Bien sûr, il ne s'agit pas seulement de pratiquer l'endurance envers ceux qui nous attaquent avec des mots ou des bâtons. Dans la littérature bouddhique, il y a trois contextes dans lesquels l'endurance doit être pratiquée.
Tout d'abord, il y a la nature : l'univers matériel qui nous entoure, et en particulier le temps qu'il fait. Généralement, il fait trop froid ou trop chaud, il y a trop de vent, trop de pluie ou pas assez de soleil. Tous ces changements de temps demandent un certain degré d'endurance. Et puis il y a aussi ce qu'en droit on appelle les catastrophes naturelles, les désastres naturels que l'homme ne peut contrôler, comme les incendies, les inondations, les tremblements de terre, la foudre.
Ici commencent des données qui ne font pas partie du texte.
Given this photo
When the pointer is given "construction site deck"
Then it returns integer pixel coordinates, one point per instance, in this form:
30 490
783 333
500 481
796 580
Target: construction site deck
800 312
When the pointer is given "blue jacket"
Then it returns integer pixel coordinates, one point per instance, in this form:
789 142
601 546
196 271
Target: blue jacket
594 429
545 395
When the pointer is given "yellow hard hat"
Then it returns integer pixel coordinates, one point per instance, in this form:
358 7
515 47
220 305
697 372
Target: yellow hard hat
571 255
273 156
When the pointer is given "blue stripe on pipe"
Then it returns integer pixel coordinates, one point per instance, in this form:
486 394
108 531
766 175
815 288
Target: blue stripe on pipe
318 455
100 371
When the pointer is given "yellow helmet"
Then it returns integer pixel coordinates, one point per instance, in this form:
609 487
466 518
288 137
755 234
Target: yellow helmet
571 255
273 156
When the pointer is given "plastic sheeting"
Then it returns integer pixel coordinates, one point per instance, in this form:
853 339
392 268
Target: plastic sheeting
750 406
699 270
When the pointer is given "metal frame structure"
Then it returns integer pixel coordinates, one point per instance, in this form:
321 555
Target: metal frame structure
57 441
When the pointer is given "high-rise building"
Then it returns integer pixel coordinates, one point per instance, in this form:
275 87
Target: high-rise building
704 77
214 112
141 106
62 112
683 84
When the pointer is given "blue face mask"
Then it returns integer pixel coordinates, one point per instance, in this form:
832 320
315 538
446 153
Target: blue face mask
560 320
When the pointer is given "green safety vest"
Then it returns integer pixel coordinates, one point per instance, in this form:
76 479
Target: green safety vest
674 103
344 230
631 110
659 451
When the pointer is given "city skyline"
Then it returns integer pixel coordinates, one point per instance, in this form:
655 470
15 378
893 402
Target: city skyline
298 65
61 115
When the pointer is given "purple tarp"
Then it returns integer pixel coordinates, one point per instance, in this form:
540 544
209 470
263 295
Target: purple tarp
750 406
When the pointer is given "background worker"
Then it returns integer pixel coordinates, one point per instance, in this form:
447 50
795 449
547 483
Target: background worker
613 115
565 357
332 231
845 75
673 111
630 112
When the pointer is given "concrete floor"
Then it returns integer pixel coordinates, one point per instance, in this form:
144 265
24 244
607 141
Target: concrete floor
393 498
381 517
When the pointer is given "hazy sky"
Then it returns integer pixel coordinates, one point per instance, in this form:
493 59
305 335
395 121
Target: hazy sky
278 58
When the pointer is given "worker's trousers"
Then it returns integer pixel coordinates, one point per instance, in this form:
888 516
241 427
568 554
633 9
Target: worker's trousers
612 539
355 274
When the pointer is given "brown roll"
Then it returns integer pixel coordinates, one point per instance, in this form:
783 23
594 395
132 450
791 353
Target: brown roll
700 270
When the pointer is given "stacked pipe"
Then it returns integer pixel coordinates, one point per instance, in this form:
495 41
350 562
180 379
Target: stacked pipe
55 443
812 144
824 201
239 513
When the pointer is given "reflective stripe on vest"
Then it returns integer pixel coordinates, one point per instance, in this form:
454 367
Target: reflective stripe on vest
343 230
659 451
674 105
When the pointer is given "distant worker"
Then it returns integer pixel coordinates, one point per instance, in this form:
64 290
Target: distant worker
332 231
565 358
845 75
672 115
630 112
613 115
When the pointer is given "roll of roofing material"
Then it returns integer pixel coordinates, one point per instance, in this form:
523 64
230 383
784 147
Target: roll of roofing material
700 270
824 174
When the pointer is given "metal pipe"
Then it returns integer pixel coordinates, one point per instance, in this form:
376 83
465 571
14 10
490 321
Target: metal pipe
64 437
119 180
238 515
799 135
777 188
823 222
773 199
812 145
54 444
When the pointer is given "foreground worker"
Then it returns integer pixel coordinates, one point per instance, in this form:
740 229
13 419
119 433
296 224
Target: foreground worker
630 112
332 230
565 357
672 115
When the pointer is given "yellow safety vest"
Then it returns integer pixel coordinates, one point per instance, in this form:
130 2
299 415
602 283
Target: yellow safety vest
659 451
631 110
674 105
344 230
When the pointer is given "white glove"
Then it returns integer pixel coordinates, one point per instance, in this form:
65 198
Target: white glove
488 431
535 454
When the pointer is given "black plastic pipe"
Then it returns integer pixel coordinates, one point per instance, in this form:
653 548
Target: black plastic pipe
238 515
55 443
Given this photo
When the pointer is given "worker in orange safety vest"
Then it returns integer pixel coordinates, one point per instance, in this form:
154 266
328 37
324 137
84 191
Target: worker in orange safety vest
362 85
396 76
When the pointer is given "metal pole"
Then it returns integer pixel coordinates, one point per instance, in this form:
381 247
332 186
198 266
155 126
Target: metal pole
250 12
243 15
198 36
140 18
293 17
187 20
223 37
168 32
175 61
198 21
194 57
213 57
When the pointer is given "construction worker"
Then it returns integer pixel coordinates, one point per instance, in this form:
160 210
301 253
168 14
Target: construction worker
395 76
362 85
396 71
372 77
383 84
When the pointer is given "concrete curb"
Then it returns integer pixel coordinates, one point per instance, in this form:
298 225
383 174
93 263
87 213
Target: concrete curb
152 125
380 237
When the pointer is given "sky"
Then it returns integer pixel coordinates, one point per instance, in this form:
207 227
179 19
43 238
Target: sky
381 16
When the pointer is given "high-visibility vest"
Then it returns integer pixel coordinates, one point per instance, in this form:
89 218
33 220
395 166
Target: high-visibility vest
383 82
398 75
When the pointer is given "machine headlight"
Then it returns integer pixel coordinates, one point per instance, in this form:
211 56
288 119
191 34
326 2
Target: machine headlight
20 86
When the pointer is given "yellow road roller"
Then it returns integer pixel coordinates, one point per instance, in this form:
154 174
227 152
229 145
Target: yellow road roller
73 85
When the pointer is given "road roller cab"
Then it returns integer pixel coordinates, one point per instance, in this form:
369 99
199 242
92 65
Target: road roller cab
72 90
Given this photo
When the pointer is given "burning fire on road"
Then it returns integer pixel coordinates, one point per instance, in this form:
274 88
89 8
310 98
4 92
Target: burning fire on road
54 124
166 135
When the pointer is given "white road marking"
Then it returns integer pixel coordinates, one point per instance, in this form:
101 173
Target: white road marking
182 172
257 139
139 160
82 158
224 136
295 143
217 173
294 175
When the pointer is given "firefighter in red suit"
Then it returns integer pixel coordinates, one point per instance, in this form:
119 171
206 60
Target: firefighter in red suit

De temps à autre, nous pouvons être amenés à pratiquer l'endurance face à de tels événements.
Deuxièmement, nous devons pratiquer l'endurance en relation à notre propre corps, en particulier quand il est malade ou qu'il souffre. Nous ne devrions pas nous mettre en colère contre notre corps et toutes ses douleurs - nous ne devrions pas commencer à battre « Frère âne », comme disait Saint François d'Assise. Après tout, nous avons apporté le corps ; nous en sommes responsable. Tout en faisant toujours ce que nous pouvons pour alléger au mieux la souffrance physique, chez nous comme chez les autres, nous devons réaliser que tout ne pourra pas être enlevé, et devra simplement être supporté avec patience.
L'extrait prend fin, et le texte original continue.